Now that Republicans find themselves in a court of law rather than the court of public opinion, having to defend this solution to a theoretical problem against the requirements of the federal Voting Rights Act, they are again turning to a national playbook. Like their counterparts in Texas — whose similar law was struck down last month by federal judges — S.C. lawmakers argue that our law will protect the public’s confidence in the electoral system, even though they acknowledge it won’t prevent the kind of election fraud that we know actually occurs.
I agree entirely that we need to protect public confidence in the electoral system. But how far do we go to restore confidence when it has been shaken by exaggeration? We might also restore confidence by having FBI agents seize the president and remove him from office, since a frighteningly large minority of the population insists on believing that he was born in another country and does not legitimately hold office.
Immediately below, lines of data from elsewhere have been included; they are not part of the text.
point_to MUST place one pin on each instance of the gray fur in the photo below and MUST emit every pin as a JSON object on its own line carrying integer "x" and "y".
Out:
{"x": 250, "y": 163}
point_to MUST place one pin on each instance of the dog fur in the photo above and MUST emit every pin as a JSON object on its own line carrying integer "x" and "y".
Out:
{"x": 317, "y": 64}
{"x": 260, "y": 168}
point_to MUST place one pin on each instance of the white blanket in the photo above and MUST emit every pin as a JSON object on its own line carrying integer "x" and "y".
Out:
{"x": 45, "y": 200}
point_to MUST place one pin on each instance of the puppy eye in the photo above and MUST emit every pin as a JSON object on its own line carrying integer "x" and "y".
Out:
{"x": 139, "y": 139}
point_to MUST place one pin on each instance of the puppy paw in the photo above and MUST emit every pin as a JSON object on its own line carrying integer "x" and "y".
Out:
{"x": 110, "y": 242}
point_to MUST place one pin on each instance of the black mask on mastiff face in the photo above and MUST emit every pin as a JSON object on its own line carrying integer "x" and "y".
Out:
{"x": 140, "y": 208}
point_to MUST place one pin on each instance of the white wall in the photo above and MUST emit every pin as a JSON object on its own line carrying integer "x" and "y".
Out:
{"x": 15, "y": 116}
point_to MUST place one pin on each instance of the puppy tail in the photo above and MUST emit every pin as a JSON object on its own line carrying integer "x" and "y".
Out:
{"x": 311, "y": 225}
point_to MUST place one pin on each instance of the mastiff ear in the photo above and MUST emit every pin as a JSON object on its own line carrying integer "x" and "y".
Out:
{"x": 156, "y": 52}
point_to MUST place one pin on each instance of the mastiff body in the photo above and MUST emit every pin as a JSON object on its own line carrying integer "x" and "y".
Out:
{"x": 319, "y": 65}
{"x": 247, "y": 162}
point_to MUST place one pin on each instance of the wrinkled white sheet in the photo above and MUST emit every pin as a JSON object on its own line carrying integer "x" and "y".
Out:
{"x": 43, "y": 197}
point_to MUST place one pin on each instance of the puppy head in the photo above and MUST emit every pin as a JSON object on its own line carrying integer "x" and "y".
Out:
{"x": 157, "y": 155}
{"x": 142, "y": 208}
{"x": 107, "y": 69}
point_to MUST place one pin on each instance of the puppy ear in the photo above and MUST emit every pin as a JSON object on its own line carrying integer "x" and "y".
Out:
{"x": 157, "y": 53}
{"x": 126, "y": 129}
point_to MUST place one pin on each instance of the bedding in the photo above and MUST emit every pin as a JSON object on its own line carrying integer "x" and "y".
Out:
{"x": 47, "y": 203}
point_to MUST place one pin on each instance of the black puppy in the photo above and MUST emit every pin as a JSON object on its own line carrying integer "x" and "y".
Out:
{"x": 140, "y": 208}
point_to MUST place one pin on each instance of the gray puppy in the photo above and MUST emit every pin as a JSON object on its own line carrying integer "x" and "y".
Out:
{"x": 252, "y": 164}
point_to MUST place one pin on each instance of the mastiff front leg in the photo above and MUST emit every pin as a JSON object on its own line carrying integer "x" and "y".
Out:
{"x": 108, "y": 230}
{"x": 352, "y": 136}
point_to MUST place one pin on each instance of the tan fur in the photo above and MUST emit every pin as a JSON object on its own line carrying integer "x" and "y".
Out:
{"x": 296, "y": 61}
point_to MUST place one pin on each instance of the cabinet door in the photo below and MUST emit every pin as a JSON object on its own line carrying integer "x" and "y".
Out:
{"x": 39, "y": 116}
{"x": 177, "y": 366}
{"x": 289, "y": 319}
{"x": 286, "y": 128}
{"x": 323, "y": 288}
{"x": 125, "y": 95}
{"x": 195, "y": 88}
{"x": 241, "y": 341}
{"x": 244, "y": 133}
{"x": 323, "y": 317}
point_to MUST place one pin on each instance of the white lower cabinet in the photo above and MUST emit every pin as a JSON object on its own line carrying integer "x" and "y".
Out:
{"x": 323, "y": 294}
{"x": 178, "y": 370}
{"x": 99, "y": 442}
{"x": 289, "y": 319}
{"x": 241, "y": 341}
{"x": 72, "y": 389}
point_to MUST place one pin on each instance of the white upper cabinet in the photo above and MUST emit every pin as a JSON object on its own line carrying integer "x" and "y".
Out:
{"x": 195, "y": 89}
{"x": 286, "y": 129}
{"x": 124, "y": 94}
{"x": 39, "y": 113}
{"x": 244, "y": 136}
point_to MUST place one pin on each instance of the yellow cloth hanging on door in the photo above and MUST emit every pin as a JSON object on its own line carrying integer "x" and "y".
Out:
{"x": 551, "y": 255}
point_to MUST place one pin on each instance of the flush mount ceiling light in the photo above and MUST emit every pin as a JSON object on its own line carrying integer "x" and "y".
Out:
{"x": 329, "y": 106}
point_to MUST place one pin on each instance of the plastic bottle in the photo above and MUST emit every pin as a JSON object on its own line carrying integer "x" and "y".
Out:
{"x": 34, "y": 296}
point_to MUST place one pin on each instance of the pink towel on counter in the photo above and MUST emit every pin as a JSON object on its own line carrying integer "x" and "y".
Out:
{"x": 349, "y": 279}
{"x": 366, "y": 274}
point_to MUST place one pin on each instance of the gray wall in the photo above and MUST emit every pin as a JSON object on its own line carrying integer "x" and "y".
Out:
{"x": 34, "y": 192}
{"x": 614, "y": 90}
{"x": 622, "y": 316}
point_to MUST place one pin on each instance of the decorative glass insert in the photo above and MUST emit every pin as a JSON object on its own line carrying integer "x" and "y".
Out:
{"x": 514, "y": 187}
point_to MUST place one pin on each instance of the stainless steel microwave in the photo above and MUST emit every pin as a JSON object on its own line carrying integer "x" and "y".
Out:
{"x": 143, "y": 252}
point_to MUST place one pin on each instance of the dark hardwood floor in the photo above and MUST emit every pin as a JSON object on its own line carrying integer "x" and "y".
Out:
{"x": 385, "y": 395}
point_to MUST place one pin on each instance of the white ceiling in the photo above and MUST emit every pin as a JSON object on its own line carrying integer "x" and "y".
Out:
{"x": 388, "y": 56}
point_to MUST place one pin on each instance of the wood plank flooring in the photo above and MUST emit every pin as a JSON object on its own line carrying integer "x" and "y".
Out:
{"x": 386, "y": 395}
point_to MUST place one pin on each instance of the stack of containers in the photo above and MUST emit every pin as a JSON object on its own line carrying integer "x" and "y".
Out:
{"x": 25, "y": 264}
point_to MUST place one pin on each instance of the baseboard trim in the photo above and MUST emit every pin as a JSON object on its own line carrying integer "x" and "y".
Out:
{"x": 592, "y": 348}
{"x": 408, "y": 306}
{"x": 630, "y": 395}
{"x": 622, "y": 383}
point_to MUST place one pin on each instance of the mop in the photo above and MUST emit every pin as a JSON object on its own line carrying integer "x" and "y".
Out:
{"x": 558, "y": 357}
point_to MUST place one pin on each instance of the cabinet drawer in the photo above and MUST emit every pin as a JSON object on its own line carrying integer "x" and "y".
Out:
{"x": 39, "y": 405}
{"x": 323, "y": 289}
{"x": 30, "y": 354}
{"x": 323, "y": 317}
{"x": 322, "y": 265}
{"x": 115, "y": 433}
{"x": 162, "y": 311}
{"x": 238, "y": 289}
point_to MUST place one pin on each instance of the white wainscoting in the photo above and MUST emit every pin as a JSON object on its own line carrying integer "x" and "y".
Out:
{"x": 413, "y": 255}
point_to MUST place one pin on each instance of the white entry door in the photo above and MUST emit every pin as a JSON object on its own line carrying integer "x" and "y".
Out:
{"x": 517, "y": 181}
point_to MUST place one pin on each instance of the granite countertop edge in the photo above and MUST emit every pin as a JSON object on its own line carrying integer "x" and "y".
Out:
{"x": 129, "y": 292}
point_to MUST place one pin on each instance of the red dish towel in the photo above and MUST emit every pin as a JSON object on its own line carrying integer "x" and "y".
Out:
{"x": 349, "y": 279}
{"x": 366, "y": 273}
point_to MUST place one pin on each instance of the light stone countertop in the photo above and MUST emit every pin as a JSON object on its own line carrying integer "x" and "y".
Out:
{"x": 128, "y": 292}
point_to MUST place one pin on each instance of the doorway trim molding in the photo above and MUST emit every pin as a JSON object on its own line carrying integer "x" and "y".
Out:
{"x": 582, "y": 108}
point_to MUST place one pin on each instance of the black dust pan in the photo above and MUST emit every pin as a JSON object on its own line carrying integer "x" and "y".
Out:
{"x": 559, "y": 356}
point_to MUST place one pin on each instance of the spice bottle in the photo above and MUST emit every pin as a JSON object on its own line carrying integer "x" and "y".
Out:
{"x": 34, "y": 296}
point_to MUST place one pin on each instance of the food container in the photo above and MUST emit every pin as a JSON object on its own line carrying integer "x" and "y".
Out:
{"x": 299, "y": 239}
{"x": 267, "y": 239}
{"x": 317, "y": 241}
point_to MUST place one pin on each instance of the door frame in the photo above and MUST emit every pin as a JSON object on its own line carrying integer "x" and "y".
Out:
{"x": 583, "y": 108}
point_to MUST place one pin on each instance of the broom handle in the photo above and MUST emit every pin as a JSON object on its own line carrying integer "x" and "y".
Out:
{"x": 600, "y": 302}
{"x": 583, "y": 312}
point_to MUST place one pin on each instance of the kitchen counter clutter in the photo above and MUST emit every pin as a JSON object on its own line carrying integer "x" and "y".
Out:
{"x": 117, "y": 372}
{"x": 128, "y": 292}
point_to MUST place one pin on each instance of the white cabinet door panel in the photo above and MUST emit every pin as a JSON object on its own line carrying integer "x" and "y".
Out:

Or, we might acknowledge that there are some very gullible people who are happy to believe whatever crazy claims bolster their preconceived notions. And we might decide that such beliefs don’t justify threatening other people’s fundamental rights — even if we’re only talking about a few people — in order to “correct” a problem that is tiny if it exists at all. And we might expect our politicians to stop trafficking in exaggeration and fabrication.
There’s a legitimate way to pass a voter ID law that would be nearly as tough as the one our Legislature passed — and perhaps tougher than the one Mr. Wilson described to federal judges.
It doesn’t involve any exaggerated claims about polling-place fraud. It starts with the sensible argument that in today’s increasingly urban, mobile society, poll workers are no longer likely to recognize everyone who comes into the polling place, so it’s reasonable to require voters to present the same sort of identification they have to present for all sorts of other routine activities. Simply a precaution, going forward.
But it also acknowledges that a small portion of citizens do not have one of the picture IDs that the state accepts and either cannot obtain one or cannot do so without a great deal of difficulty. And it acknowledges that since voting is different than boarding a plane or purchasing prescription drugs or cashing a check — it’s a fundamental right — we don’t have the right, absent a more compelling need, to require people for whom it is tremendously difficult to produce our required ID.
The bill the state Senate passed last year would have exempted anyone born before 1947 who already had a voter registration card — that is, the people most likely to not have a birth certificate or, even if they have one, to have a difficult time getting an approved ID. But Senate negotiators abandoned that provision after Mr. Wilson said it was likely unconstitutional because it treated different classes of voters differently. Of course, that’s something states are allowed to do if they can demonstrate a compelling interest in doing so.
Personally, I’d be more confident arguing that the state has a compelling interest in protecting legitimate voters from being disenfranchised than in trying to convince judges that we need to disenfranchise them in order to protect the election system from a theoretical threat. And I’d certainly feel better about making that argument.